10/05/2021

(AU Canberra Times) Australia Remains In A Climate Transition Muddle

Canberra Times - John Hewson

FRUSTRATING: Endless political point-scoring and blame-shifting is wasting precious time. Picture: Shutterstock

Author
Dr John Hewson AM is an honorary professor at the Crawford School of Public Policy, Australian National University, and is a former leader of the Liberal Party.
Anyone looking in on Australia's response to the climate challenge would be justifiably confused and dismayed.

Much worse if they had tuned in to Scott Morrison's comments to the recent Biden climate summit.

If they are able to cut through the rhetoric, spin, claim and counterclaim, misrepresentation and fake news of the so-called political climate wars - mostly point-scoring and blame-shifting with little genuine policy development or implementation - they would find themselves being buffeted around almost daily by a multiplicity of media reports of various targets, projects and technologies, with considerable difficulty determining their significance.

At best, they would be bemused and disturbed, by all this white noise in a country that has everything going for it to provide it with the best basics to lead the world in transition to a low-carbon society by mid-century.

We have enviable endowments of land, solar, wind, graphite, lithium and recyclable wastes, with the technologies to exploit them for the essential transitions across all sectors.

Rather than being tagged globally as a most conspicuous laggard in our response to climate, we could easily be a globally significant leader - an energy superpower.

It's a muddle, with several decades squandered at the cost of billions of dollars of investment and growth, and hundreds of thousands of jobs, yet leaving us exposed to ever more frequent and intense extreme weather events, and the rapidly mounting costs of their impacts.

With the disturbing vacuum in national political leadership failing to put in place an effective longer-term strategy for the essential transitions, the states, businesses, households and key institutions have stepped up, attempting to fill the void.

For example, against Morrison's mere "preference" to achieve net zero emissions by 2050, the states, many businesses and key industrial and other organisations have adopted the target as a firm commitment.
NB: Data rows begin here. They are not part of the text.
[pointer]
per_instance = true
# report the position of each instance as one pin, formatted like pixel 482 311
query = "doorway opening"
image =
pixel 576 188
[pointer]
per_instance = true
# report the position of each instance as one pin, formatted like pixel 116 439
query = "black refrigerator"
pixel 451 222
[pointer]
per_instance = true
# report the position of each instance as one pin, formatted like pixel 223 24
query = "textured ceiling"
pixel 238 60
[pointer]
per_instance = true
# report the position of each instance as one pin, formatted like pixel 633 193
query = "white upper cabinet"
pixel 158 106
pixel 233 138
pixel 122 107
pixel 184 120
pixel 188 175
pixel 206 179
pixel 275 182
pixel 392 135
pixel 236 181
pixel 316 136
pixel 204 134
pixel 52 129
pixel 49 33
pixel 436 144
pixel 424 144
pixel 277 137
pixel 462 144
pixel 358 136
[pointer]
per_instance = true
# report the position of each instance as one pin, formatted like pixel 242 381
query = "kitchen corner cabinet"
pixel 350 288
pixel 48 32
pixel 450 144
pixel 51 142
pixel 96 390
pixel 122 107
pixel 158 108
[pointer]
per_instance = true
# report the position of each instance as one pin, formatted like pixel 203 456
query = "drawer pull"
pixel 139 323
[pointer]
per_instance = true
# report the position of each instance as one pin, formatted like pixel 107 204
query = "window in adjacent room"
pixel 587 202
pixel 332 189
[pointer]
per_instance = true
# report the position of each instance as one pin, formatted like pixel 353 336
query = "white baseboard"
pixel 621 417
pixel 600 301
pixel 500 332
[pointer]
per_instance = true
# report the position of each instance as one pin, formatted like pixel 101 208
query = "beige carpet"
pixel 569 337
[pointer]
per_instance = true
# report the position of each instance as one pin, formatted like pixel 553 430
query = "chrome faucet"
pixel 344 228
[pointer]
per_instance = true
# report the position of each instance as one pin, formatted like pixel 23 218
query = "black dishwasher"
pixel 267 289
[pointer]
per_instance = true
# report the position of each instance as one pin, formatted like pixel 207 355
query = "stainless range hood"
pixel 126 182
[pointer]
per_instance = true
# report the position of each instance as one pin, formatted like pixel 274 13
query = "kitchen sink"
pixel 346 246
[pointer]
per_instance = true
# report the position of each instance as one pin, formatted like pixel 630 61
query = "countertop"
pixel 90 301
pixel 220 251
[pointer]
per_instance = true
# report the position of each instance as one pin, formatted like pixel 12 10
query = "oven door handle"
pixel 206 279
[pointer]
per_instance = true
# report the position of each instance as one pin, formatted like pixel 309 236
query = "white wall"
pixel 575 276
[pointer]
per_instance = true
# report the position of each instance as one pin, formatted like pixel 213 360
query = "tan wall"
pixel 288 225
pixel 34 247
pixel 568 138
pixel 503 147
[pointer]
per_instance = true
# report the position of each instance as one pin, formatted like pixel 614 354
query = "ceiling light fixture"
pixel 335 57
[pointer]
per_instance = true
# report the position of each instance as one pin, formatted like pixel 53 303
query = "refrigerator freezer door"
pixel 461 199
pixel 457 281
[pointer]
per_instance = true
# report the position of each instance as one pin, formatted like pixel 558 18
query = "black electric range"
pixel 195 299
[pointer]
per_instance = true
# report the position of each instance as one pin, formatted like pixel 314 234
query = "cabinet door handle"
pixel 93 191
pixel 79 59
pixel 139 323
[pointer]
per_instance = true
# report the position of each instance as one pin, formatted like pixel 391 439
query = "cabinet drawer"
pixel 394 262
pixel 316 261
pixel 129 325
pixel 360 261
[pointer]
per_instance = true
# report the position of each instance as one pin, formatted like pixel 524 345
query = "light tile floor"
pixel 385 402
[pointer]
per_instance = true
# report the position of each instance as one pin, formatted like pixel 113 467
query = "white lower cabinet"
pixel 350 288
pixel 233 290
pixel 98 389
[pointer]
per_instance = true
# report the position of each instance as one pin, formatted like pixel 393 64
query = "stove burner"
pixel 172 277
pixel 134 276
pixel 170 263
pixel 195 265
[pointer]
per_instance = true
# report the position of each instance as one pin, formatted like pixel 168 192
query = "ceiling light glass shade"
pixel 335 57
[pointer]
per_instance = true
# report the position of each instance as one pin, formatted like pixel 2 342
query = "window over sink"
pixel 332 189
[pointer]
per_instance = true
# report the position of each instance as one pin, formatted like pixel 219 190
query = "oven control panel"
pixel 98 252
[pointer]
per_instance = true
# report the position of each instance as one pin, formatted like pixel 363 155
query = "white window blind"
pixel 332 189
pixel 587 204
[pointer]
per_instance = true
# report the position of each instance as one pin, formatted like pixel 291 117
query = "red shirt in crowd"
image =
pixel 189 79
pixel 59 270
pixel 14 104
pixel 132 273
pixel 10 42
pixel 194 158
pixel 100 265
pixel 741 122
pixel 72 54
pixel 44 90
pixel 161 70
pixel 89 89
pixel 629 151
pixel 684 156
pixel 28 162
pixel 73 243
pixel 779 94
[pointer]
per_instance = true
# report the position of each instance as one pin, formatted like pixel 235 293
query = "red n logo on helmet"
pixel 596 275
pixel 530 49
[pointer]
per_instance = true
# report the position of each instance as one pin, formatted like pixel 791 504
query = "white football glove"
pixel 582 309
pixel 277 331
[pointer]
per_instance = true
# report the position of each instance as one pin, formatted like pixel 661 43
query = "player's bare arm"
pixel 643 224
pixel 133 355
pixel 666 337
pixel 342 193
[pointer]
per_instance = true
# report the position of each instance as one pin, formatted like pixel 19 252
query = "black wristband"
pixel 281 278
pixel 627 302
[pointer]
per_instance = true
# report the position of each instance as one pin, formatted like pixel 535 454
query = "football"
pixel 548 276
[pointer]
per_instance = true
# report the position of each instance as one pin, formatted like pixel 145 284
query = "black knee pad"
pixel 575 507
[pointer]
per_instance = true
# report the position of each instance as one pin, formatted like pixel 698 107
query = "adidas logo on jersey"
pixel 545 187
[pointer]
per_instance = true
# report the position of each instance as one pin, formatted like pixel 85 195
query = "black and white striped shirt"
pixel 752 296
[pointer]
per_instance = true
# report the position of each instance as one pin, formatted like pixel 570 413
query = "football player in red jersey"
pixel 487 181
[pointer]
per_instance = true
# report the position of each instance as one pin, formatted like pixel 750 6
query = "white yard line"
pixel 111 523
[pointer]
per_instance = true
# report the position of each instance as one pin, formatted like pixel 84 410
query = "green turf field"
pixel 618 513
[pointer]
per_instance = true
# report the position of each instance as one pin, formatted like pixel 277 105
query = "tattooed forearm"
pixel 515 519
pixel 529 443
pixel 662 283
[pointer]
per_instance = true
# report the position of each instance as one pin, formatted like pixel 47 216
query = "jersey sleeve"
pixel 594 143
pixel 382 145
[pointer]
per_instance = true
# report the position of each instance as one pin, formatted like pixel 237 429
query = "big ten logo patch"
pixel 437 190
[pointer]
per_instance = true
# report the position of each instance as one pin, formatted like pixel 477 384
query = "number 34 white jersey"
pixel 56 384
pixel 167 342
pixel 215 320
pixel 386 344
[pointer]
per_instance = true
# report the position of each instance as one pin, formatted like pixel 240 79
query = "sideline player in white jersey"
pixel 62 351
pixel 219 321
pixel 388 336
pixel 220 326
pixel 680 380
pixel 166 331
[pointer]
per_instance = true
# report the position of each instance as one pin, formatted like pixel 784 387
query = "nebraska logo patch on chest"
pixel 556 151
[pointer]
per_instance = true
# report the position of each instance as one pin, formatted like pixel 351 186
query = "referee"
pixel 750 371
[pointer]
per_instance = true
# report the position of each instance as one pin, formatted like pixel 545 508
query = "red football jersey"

Moreover, as Morrison sticks with the totally inadequate 2030 target to reduce emissions by 26-28 per cent - less than half what is required to achieve 2050 net zero - Victoria has now moved to 28-33 per cent by 2025, and 45-50 per cent by 2030.

While Morrison scaremongers about this, it is easily achievable with appropriate transition thinking and planning.

For example, Victoria could accelerate the closure of the coal-fired Loy Yang B and Yallourn power stations, and/or incentivise the transition of households from gas-fired heating and cooking.

It would be so much better if the responses were unified and consistent across the country, especially as actions taken by some may complicate the whole system.

For example, Australia has the highest and fastest rollout of roof top solar in the world. But this means that power prices often sink to zero or negative around midday, as with wind often at night, but rocket up in the evening and morning peaks.

This has changed the business model of solar and wind projects, especially as they can no longer count on the subsidy from the Renewable Energy Target.

The Australian Energy Market Operator is now recognising locational disadvantages by imposing marginal loss factors on their output.

Consequently, there is a considerable industry shake-up under way, with many of these projects now on the market at substantial discounts.

These projects now need to be made dispatchable with load-shifting storage.

Denying the commercial reality that solar and wind generation are cheaper, with negligible emissions, and are readily bankable and insurable, Morrison is pushing ahead supporting gas generation, potentially stranded assets.

At best, gas will only have a role as a "peaker", the limit of which has been put at about 200MW.

Yet we have seen federal and state government financial support for two much larger gas projects in Tallawarra and Kurri Kurri in New South Wales in just the last week.

Hydrogen has become the flavour of the moment, even though we are a long way from seeing it commercially viable at scale.

Green hydrogen is too expensive in power generation even if the government achieves its technology goal of $2/kg, foreshadowing a better future in transport, and as a diesel replacement.

The move towards 100 per cent renewables has been constrained by the fact that coal-fired power was built near coal mines, and solar and wind projects where the sun and wind were best - not actually where it was most needed.

The states are now competing in transition.

Australia desperately needs leadership - and a national and co-ordinated approach to the transition - across all key sectors, power, transport, regenerative agriculture, building codes and materials and industrial processes.